O título da película dizia tudo: Êxtase.
O escândalo veio junto com o sucesso na carreira de atriz.
Com o advento da maré montante da feroz perseguição nazista aos judeus, e instada pelos pais atemorizados, casou-se com um milionário e influente negociante de armas, com o fito único de proteger a família.
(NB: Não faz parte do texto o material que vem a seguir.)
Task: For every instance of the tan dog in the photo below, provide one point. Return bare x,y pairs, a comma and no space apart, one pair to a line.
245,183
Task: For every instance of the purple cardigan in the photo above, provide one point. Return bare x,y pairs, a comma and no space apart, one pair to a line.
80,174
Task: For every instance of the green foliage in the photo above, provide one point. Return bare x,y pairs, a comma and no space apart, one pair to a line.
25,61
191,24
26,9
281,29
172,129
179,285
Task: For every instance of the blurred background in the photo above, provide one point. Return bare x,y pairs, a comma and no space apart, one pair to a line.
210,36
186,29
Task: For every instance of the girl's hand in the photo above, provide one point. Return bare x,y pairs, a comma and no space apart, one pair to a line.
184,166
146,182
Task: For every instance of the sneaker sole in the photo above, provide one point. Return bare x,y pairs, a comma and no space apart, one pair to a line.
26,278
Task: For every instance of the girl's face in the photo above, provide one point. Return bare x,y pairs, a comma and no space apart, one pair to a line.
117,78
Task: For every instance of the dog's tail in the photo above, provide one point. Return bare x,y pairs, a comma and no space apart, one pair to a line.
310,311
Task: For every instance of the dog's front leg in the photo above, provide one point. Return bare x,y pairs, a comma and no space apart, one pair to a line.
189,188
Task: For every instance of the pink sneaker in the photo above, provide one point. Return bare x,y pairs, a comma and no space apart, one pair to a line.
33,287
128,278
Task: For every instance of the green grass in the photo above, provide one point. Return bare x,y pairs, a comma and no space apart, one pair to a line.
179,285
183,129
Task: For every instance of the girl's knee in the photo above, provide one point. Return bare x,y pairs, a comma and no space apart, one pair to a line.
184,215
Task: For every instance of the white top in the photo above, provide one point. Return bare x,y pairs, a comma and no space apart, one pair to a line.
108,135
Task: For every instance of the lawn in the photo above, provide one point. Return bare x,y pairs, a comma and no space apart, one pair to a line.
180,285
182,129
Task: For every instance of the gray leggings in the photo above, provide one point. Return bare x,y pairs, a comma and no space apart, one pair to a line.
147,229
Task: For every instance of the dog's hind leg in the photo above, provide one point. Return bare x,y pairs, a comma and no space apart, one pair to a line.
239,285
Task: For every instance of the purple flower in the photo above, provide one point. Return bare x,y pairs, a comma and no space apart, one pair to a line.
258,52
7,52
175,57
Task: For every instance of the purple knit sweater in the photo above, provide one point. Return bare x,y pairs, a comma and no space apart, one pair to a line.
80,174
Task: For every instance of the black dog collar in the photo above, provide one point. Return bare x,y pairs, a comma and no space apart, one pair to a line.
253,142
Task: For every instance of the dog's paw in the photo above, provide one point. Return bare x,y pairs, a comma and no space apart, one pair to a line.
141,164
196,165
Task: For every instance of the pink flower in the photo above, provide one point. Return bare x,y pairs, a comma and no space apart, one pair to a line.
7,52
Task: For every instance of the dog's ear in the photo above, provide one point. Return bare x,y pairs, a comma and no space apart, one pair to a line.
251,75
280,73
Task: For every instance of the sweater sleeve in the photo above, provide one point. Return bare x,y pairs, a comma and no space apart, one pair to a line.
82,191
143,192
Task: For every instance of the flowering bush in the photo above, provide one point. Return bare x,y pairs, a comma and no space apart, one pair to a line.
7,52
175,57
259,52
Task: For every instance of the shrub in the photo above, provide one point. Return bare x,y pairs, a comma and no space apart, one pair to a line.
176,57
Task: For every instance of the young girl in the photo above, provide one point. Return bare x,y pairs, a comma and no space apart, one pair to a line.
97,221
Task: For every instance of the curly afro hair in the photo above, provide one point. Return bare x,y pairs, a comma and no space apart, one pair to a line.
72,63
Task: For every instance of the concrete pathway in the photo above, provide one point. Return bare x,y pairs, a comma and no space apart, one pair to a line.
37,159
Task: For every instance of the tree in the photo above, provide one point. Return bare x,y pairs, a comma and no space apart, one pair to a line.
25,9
Conseguiu o intento, mas converteu-se numa prisioneira doméstica, tendo que abandonar a amada carreira artística e suportar os ciúmes tirânicos do poderoso consorte. Depois de uma fuga plena de peripécias, conseguiu chegar aos Estados Unidos onde, superando os problemas da língua e a origem semita, tornou-se uma das maiores atrizes do cinema de Hollywood, estrelando sucessos mundiais como, por exemplo, Sansão e Dalila, contracenando com Victor Mature – além de vários filmes com Clark Gable, Spencer Tracy e outros monstros sagrados.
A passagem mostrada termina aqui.